After the arrests, the hippie subculture moved from Lair Hill Park to other city areas.
“It moved to Washington Park, then to Laurelhurst. Then it went down to (Lovejoy) Fountain. Everybody moved down there. Then from there on it moved up to Uncle Andy’s, which was a restaurant up there (near) Portland State. And the movement just kept moving. Because you know everybody’s dealing drugs outside and the cops just kept pushing everybody out of there.
“It was beautiful at first. Then the hard drugs came into it – heroin and speed – and made it evil. I got strung out on heroin, started using hard drugs,” he said in a low voice.
Ron found help through Portland’s first methadone clinic.
“Doctor Larsen ran the methadone clinic, CODA, down there across the bridge. I was the 125th person with the program back then. And then I went to Allied (Health Services).”
He was on the streets for 30 years. After a bad cocaine episode, Ron decided to quit all hard drugs: “I decided I didn’t want to die. And so I just stopped.”
Based on his years of experience, his advice to other vendors is to keep looking up, smile and be nice to customers.

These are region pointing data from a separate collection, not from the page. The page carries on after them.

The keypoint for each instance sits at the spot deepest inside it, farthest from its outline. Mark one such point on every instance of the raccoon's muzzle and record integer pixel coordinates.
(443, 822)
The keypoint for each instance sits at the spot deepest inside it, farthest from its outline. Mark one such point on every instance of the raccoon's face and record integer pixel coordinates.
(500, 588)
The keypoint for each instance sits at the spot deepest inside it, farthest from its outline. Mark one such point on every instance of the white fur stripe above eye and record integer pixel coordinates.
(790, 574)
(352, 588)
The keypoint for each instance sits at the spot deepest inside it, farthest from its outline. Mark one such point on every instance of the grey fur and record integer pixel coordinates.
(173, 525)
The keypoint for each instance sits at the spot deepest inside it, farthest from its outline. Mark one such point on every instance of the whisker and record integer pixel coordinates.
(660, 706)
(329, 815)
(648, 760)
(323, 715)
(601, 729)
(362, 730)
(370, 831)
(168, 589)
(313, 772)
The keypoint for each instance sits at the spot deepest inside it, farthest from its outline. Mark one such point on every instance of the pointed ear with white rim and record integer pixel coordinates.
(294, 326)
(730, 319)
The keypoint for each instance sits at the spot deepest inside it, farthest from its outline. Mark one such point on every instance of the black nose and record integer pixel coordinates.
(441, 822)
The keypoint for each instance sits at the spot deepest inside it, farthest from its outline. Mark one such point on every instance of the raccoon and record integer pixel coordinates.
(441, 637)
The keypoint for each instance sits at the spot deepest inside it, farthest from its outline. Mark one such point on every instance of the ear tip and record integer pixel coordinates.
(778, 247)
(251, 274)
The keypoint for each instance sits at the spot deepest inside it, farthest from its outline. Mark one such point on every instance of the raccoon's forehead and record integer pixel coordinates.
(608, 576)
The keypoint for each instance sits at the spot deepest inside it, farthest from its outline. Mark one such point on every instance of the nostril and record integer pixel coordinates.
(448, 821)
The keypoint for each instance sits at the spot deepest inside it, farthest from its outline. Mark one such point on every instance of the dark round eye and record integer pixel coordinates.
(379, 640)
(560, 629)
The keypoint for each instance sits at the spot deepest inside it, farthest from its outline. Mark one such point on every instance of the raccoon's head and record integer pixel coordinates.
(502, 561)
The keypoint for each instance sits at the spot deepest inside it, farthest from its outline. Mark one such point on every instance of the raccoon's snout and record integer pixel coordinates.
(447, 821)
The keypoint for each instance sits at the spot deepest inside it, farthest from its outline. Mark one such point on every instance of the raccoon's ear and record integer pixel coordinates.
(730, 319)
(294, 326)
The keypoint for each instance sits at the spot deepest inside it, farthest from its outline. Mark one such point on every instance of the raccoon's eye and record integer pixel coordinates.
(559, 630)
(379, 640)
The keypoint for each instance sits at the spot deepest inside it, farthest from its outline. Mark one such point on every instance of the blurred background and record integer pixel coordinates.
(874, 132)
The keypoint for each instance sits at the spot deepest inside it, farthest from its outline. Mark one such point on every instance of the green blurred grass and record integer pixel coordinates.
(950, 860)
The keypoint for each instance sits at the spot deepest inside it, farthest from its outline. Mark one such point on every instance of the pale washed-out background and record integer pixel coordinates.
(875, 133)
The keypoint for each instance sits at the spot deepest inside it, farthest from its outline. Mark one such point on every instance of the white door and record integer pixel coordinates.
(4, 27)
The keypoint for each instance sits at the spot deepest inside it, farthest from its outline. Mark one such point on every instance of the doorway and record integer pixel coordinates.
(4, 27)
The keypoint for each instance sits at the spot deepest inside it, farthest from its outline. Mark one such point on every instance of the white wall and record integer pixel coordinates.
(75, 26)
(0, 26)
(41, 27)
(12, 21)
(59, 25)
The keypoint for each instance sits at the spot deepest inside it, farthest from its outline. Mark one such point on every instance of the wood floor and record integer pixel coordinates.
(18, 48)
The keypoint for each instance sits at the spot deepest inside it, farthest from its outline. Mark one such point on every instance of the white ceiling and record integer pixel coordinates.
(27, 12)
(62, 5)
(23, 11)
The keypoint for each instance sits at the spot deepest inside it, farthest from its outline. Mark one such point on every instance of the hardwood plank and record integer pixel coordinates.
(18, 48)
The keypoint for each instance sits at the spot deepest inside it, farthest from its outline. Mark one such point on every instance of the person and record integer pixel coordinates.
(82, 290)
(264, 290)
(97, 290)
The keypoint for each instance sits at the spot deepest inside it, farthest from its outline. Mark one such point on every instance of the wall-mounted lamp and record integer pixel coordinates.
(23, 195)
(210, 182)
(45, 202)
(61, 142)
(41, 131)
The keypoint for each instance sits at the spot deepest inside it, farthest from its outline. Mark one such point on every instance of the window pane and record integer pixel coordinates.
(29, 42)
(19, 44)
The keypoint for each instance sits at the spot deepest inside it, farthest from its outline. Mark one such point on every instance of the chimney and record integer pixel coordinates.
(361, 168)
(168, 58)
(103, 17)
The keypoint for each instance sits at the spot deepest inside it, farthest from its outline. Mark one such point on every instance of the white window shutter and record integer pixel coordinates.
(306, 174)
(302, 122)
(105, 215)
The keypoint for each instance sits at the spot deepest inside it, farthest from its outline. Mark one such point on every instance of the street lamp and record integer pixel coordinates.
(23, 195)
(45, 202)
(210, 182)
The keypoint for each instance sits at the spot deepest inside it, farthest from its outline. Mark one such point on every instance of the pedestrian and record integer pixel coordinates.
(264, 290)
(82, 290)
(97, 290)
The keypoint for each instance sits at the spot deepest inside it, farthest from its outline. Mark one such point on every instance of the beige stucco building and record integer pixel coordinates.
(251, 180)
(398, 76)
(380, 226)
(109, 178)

Ron usually sells the newspaper on Fridays near Hotel Monaco on the corner of Southwest Fifth Avenue and Southwest Washington Street.

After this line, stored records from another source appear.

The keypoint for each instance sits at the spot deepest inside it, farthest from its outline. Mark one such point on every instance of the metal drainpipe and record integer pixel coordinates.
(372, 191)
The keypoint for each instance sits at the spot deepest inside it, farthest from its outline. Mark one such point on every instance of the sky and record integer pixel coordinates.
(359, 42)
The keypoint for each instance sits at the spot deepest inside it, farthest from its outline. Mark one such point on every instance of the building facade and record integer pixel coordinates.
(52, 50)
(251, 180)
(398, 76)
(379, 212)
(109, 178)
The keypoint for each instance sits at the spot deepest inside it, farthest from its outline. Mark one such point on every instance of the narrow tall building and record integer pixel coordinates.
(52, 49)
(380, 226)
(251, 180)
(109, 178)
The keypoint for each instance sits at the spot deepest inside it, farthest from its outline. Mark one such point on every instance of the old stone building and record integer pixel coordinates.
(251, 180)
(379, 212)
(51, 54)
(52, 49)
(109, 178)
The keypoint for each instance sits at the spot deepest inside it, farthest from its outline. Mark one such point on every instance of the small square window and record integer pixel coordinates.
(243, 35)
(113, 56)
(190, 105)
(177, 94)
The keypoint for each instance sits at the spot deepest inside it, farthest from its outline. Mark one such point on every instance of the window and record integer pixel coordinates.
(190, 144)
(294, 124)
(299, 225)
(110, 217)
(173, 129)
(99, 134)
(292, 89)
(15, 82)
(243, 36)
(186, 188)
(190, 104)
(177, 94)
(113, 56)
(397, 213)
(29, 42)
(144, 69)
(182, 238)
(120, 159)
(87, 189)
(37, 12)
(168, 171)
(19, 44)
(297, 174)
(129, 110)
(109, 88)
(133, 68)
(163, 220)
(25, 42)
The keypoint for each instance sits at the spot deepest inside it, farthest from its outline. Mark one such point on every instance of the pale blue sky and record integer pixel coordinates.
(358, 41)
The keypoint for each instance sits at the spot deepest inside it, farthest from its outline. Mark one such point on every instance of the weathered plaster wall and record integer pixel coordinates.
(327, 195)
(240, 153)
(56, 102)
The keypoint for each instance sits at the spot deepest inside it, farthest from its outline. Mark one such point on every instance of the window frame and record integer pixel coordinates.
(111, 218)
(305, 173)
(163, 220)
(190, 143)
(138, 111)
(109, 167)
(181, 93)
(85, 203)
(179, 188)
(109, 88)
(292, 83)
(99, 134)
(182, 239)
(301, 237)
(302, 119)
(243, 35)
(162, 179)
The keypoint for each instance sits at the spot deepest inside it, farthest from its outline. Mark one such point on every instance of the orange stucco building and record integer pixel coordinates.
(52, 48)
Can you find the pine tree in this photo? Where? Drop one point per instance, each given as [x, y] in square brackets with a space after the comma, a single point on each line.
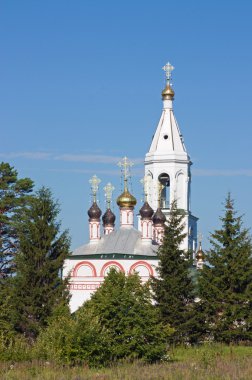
[174, 288]
[38, 288]
[225, 282]
[131, 322]
[14, 194]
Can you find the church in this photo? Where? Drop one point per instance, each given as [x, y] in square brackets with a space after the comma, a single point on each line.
[167, 177]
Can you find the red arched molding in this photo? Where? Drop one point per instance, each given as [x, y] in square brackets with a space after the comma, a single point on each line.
[144, 264]
[111, 263]
[84, 263]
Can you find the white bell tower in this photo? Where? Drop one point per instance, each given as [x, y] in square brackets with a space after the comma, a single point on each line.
[167, 165]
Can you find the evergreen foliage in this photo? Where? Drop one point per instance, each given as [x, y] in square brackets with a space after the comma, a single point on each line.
[37, 286]
[73, 340]
[225, 282]
[14, 194]
[174, 291]
[123, 307]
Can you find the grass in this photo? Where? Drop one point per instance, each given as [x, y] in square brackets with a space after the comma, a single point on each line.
[211, 362]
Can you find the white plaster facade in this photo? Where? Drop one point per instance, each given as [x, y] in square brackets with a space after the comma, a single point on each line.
[88, 274]
[129, 249]
[167, 160]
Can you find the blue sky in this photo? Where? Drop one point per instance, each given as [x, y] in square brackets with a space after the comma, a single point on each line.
[80, 85]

These days, he is no longer living on the streets of Lair Hill Park and has an apartment over Street Roots, thanks to Cascade Mental Health.
As for the Lair Hill Park area, the neighborhood lobbied the city to include it as one of the first historical districts in Portland.
Ron said: “It was all full of hippies; now it’s all yuppies. All the old hippies bought homes there because back in those days you could get a house for nothing.
“It’d take two arms and 15 legs to pay for a house nowadays.”